Big queues formed in India-Occupied Kashmir’s Srinagar city on Saturday outside cash machines and food stores as Indian authorities eased a crippling curfew to let the Himalayan region prepare for a major Muslim festival, residents said.
Huge numbers of troops remained on the streets, however, a day after security forces used tear gas to break up a demonstration by about 8,000 people against the government’s move to revoke Kashmir’s autonomy, they added.
The Eid-ul-Azha festival on Monday looms as the next big test for the week-old Indian lockdown in the Muslim-majority region, where the government has ended decades old rights to property and jobs for local Kashmiris. Internet and phone lines have been cut and curfew restrictions have been imposed to prevent unrest over the constitutional move, which Prime Minister Narendra Modi said was needed to bring peace and prosperity to the troubled region.

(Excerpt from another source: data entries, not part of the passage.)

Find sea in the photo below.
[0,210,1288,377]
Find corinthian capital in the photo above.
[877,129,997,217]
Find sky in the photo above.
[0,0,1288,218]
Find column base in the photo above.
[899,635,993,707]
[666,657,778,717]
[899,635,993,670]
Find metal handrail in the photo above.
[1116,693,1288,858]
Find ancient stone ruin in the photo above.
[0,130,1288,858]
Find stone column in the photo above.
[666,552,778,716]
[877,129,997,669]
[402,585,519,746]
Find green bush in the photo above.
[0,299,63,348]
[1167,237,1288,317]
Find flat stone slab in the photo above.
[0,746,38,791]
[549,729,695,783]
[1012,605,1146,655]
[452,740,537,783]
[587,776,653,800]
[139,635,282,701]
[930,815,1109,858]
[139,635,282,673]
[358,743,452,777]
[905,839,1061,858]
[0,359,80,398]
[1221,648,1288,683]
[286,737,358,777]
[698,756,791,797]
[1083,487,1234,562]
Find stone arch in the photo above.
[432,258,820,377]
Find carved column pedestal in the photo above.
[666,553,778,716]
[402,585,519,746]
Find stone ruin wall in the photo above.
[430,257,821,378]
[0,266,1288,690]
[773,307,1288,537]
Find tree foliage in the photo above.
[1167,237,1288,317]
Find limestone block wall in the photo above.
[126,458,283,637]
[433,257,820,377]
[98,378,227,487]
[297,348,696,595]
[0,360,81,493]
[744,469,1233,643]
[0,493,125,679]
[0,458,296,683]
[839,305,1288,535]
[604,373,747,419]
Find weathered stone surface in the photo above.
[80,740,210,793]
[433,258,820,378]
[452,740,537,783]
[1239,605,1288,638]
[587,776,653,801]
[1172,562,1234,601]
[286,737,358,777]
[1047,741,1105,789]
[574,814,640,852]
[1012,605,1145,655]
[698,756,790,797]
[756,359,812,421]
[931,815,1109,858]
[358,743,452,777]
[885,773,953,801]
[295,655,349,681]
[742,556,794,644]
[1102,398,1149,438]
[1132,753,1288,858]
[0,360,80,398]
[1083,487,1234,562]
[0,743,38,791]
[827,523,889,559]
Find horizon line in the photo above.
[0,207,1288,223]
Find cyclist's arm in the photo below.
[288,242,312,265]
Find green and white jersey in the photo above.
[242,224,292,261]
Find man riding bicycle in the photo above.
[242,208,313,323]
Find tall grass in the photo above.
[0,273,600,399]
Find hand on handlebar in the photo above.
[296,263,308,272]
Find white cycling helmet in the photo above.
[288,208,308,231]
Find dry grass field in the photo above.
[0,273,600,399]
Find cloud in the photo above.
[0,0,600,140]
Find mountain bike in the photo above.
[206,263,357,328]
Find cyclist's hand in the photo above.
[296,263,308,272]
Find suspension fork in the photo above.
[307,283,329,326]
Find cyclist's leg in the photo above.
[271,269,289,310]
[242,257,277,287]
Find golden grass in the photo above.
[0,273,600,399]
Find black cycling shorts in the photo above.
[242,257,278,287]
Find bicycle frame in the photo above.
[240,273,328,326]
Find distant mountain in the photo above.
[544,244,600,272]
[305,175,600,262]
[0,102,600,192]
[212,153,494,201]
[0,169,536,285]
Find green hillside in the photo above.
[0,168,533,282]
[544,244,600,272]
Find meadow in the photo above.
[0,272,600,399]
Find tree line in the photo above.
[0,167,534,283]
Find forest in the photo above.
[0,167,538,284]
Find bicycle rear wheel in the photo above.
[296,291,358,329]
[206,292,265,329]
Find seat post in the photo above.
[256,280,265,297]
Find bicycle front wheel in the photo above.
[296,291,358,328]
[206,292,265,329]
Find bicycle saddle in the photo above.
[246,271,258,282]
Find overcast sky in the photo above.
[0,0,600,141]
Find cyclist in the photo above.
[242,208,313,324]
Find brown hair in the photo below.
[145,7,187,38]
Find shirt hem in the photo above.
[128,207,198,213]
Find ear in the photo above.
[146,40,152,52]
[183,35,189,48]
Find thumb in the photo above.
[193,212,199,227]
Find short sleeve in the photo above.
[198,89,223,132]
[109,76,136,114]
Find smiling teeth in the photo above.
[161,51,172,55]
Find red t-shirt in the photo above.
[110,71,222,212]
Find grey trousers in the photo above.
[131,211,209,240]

More cars and pedestrians were on the streets on Saturday. “We can do more but it is still tough, everyone is closely watched,” said one resident. “Our lives are still dominated by razor wire and checkpoints.” A second resident added: “Bank machines are running out of cash so there are queues at every machine where notes may be available. People also need food for Eid.”
Modi said in a nationwide speech this week that Kashmiris would have “no problem” for the festival. But media reports said authorities would only decide on Sunday whether restrictions would be eased for what is one of the most important Muslim feast days of the year.
After weekly prayers on Friday, about 8,000 people gathered for a protest on the edge of Srinagar that was broken up by security forces with tear gas and shotgun pellets, residents said. “About 12 people were hut, but none seriously,” said one witness.
Kashmir has been split between India and Pakistan since their independence in 1947. Both claim the territory and have fought two wars over the former kingdom. An insurgency against New Delhi’s rule in India-Occupied Kashmir has claimed tens of thousands of lives in the past three decades.